Tuesday, 23 March 2010

Rushes & Reeds

Ideas have fetches. As with a wave, an idea breaks upon the brain like a wave train. It washes across ribbed sand spits and provokes thoughts where it sinks into the wet dunes. Which is why I migrate towards water - preferably running, noisy water - when I need to think.

I am sitting at the bend in my river. I have no formal ownership of this section of the river – no paperwork, signatures, documents, legislation – and it’s hardly a river, more a thread of torpid water that glazes the valley-bottom, like a blue ribbon measured out across green cloth, or as, the parish’s ruddy-cheeked local priest puts it, “like a spilt pint across the baize of a pool-table”, which I imagine is partly poetic expression, and partly experience.

The canal, for that is what is, doesn’t wind elegantly, or rush in excitable torrents. It instead runs straight as a die through bulrushes and watermint and pondweed, suctioning damply at the mud banks like a tongue probing for a lost tooth. It is, in its way, a profoundly uninteresting section of water. But it is mine, and I can sit by it in summer and winter and find hidden things and be rewarded by the flash of colour in the dun, and by the blur of movement in the still.

Kingfishers live in the spinney. I’m not sure where exactly – the banks do not seem high enough to accommodate their warrens, and the winter floods would drown anything lower than the high woods on the ridge-line – but I’ve seen them in summer, if you can call glimpsing a blurred shard of blue-and-orange 'seeing'. They peep and pipe throughout Spring, and as with most hidden things, are easier to hear than see. I have heard a Bittern, once, and it’s harsh, irritable, “crak”, with the middle ‘a’ accentuated (á) to create the, “arr” sound, is an annual rite of passage. But I’ve never seen it, largely because Bitterns are secretive, shy, and a dull, flecked brown.

Nevertheless, for what it’s worth, this is my bit of the river. The anglers don’t agree, and perch over the water, spindly carbon-fibre rods dangling over the stream like the legs of a Cranefly, twitching as in a breeze with the nibblings of Ten-Spined Sticklebacks. Ten-Spined Sticklebacks are apparently quite rare, but no-one told the ones in this section of the Brede River, which breed with gusto and provide vital fuel in the summer for lots of birds that live in or around the main spinney.

Sometimes I lie flat on my back on a natural bank, raised at a slight incline, and look at the clouds scudding by. I like to look at clouds, but today I am looking for a Buzzard.

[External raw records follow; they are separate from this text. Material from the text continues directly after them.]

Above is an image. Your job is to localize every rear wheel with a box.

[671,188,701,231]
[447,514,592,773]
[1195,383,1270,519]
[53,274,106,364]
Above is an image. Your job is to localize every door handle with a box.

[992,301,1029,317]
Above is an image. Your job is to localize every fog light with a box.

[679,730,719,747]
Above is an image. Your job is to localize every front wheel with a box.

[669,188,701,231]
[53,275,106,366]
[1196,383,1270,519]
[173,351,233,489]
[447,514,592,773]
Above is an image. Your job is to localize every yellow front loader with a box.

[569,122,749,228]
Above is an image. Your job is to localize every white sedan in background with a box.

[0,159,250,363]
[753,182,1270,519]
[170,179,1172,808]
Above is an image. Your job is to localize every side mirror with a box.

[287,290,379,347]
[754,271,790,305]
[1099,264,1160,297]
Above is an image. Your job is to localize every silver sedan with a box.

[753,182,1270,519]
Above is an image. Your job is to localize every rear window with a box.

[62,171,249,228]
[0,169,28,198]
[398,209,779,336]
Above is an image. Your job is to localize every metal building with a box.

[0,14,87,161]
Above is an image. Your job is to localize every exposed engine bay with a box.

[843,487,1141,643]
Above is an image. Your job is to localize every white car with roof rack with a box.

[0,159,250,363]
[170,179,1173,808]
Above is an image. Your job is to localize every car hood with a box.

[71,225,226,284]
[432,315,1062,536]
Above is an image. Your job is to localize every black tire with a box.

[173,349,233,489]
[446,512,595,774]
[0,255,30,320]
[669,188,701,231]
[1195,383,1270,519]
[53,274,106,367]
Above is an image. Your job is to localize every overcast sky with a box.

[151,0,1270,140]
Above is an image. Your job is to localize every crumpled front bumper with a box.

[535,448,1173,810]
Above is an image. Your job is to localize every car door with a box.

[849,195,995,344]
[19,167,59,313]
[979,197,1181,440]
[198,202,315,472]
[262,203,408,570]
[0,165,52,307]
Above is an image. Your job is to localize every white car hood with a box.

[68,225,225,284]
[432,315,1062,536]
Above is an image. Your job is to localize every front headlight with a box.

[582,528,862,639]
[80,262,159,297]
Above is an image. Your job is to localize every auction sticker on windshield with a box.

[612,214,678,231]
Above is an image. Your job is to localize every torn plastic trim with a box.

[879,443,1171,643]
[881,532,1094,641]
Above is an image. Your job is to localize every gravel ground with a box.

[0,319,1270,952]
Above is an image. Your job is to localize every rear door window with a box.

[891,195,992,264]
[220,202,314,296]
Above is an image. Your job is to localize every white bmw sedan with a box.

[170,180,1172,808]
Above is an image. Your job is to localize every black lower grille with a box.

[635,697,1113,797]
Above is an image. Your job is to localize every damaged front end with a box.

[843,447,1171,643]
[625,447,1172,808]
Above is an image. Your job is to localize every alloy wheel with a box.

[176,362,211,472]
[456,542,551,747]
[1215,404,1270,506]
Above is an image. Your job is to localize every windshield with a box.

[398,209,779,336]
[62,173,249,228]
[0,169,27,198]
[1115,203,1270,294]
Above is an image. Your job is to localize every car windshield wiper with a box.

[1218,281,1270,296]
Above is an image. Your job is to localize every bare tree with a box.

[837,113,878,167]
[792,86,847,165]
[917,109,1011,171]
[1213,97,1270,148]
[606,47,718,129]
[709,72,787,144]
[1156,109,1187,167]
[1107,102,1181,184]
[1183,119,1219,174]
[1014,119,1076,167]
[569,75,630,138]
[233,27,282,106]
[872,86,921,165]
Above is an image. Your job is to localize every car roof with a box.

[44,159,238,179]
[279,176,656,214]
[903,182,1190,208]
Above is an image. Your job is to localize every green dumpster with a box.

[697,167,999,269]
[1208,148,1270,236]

Buzzards are the birds which make the lonely, mewling cries in wilderness scenes in films. People assume the cries are Eagles of some kind, because Buzzards are a bit lowly and common to be the guardians of the wilderness. Buzzards are, for me at least, as much a sign of solitude and wild land as the howls of wolves or coyotes. They are one of the most evocative sounds I can think of, largely, it must be said, due to half my family being Canadian - along with the lowing of a freight-train in North America, the two-tone warble of the Great Northern Diver, the plash of a car wheels in heavy rain, and the winter hub-bub of conversation in a busy pub, they're an inclusive part of my make-up. Buzzards wheeling overhead and piercing the sky with spearing cries are as much part of winter for me as caramelising apple-wood in a bonfire, or the deadening lull of snow-fall, or the searing rush of whisky down my throat in The Anchor, with friends, on Christmas Eve.